Mr Wilson’s committee has been investigating superannuation funds, and he has little sympathy for any fund which cannot pay up when members want their money back.

Valuations of those illiquid, unlisted assets, such as toll roads and other infrastructure, have also become an issue for critics of industry funds who point to the plunging share prices of listed infrastructure companies as a guide to where unlisted prices should be heading.

Media Super’s Gerard Noonan says such criticism ignores the fact that when the market was soaring, the listed infrastructure companies also soared, but unlisted assets did not.

“Our funds are down a little, it’s in the order of 5 per cent, but in the good times, we weren’t looking at 50 per cent returns, we were looking in the order of 15 to 20 per cent returns from those assets,” he said.

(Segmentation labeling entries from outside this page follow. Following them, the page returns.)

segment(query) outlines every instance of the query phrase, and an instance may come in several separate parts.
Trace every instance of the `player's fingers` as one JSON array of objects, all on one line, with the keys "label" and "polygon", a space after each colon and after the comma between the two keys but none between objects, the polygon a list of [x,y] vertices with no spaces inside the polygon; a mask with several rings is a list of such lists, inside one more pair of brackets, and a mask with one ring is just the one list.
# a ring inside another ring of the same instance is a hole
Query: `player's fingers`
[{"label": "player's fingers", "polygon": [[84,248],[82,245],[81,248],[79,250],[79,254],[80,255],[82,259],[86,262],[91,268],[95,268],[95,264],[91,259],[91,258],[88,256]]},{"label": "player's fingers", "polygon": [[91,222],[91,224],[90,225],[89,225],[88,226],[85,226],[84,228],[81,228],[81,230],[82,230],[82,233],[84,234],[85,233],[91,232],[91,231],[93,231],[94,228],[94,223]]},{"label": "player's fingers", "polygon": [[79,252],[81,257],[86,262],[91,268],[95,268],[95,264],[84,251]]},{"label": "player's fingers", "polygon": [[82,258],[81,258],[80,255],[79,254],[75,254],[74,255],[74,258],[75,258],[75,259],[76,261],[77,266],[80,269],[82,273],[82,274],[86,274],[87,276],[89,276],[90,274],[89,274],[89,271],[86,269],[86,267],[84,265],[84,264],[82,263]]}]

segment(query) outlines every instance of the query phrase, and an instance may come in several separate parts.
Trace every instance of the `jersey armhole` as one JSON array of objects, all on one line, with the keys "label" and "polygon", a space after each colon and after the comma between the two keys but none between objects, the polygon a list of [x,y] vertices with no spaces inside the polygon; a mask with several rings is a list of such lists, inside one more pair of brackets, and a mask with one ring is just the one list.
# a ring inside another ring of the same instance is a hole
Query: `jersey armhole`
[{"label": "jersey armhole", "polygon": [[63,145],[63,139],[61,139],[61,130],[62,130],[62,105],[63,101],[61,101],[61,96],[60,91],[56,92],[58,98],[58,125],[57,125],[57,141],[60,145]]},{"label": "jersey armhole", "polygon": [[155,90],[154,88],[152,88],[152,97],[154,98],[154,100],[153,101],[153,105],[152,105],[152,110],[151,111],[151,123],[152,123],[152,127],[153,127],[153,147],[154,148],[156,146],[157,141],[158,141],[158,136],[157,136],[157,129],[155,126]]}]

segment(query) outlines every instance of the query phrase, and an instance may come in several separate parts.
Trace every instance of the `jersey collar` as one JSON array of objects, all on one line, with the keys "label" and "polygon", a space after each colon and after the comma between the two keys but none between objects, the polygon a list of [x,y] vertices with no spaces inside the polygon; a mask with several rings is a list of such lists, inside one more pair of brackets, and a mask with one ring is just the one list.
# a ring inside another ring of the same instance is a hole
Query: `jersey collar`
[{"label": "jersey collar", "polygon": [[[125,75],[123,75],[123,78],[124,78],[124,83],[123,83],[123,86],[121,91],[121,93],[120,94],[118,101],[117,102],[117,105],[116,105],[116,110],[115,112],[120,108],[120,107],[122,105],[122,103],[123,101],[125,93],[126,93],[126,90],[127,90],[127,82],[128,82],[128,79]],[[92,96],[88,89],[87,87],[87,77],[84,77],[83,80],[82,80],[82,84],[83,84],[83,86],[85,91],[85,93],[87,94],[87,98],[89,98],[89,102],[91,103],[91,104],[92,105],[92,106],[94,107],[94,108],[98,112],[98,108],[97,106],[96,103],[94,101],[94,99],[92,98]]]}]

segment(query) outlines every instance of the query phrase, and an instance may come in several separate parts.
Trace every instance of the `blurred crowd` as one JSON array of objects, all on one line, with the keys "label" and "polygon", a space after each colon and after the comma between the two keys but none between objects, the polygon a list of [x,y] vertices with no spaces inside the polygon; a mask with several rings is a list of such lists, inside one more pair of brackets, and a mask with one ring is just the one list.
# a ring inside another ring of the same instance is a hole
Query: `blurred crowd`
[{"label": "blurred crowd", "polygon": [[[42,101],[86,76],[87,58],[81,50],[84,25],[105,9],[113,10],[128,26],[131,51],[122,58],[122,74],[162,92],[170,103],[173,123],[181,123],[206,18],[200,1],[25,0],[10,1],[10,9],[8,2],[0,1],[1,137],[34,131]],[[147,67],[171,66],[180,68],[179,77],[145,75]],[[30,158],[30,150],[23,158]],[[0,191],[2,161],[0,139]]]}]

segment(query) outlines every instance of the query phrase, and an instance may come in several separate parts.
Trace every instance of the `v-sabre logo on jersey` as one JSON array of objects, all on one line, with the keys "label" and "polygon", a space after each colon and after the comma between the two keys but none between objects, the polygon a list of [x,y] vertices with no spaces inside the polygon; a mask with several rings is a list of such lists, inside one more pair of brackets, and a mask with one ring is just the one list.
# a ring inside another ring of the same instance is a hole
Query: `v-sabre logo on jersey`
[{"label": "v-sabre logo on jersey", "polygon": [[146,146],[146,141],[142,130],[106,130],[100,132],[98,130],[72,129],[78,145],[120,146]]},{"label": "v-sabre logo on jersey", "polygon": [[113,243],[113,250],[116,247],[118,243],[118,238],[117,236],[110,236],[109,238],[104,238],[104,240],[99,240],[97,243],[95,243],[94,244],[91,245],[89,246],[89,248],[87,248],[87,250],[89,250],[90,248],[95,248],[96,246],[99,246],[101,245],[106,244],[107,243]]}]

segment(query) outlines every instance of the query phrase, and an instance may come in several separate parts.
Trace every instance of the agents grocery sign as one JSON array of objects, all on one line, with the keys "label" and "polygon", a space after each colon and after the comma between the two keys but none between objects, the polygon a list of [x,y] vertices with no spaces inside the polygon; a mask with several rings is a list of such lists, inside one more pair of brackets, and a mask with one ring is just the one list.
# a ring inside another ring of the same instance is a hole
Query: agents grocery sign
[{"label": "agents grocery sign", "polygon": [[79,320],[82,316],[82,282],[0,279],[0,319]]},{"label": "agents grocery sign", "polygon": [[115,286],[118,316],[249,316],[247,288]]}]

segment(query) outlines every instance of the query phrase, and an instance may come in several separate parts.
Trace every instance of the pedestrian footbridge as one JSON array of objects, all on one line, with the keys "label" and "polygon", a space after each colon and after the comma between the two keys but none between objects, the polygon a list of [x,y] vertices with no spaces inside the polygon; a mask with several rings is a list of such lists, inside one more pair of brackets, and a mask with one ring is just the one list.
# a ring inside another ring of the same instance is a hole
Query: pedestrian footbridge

Super funds must be able to focus on long-term returns

Superannuation funds are very different to banks.

They invest their members’ money for the long term, aiming to have enough cash to pay retirement incomes and a few early withdrawals caused by death or hardship.

Whatever its merits, the Government’s decision to allow a flood of early withdrawals was something superannuation funds were never designed for.

Mark Carnegie said everyone will suffer if super funds have to change the way they invest to be prepared to regularly pay large numbers of people before they reach retirement age.

“You’re getting returns of 9, 10 or 11 per cent in an illiquid asset, and currently bonds earn 1, 2, or 3 per cent,” he said.

Hundreds of thousands of dollars, which will be the difference between a comfortable retirement doing the things you like, or just having the basics.